Они расстались у дверей Акционклуба. Кошкуль поблагодарил за приглашение посетить своего нового знакомца, однако вежливо отклонил его: он послан в Курляндию ремонтером как местный уроженец, у него много дел по службе, а как только он их исполнит, нужно будет срочно нагонять свой полк. Чиновник пожелал ему успехов и выразил надежду, что поход победоносной российской армии вскоре завершится заключением долгожданного мира. Каждый пошел своей дорогой.

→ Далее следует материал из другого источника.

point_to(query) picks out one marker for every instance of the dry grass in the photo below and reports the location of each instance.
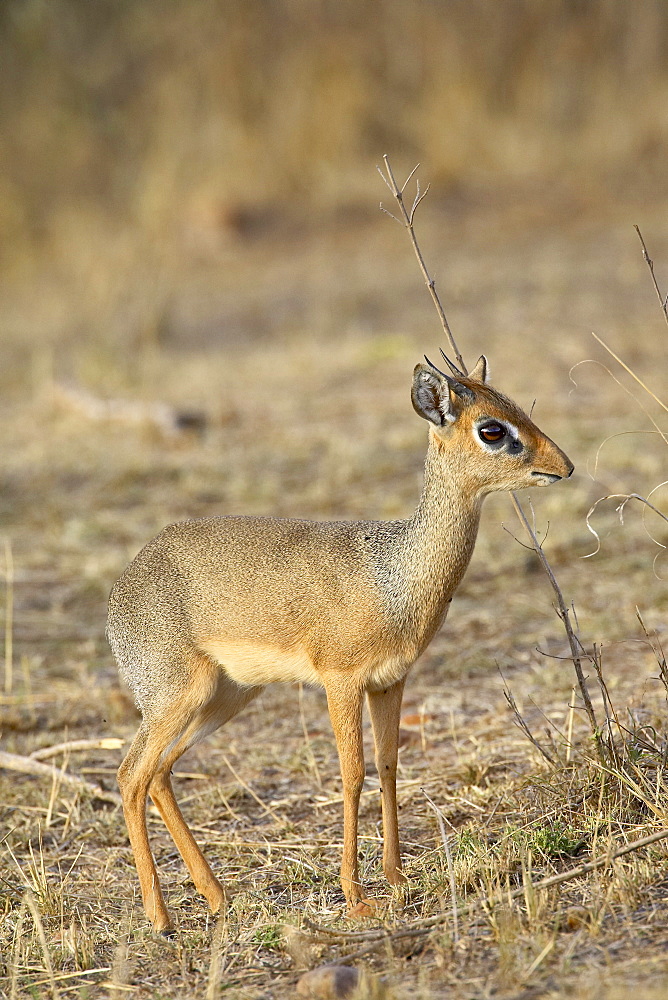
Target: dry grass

Было уже довольно поздно, когда почтовая карета прибыла в Суассон, однако Мориц сразу отправился к коменданту. Капитан де Класи вскоре спустился вниз, на ходу застегивая мундир, держал себя довольно любезно, взял со штабс-капитана Коцебу письменную присягу в том, что он не отлучится от города далее чем на полмили, и сообщил, что ему полагается безденежно квартира на три дня, а после придется нанимать ее за свои деньги. Кстати, есть ли они у него? Содержание пленным выплачивают в конце месяца. Мориц ответил, что есть.
Он с тоской предчувствовал беспокойную ночь скитаний по городу в поисках свободной квартиры, ругань между разбуженными хозяевами и продрогшими жандармами, которые непременно сорвут злость на нем, но судьба улыбнулась штабс-капитану, послав навстречу майора Свечина — давнего знакомого, захваченного в плен при Полоцке. Михаил Петрович привел его к себе (он квартировал у брадобрея Анри), где, к своей великой радости, Коцебу нашел и своего друга Гюне.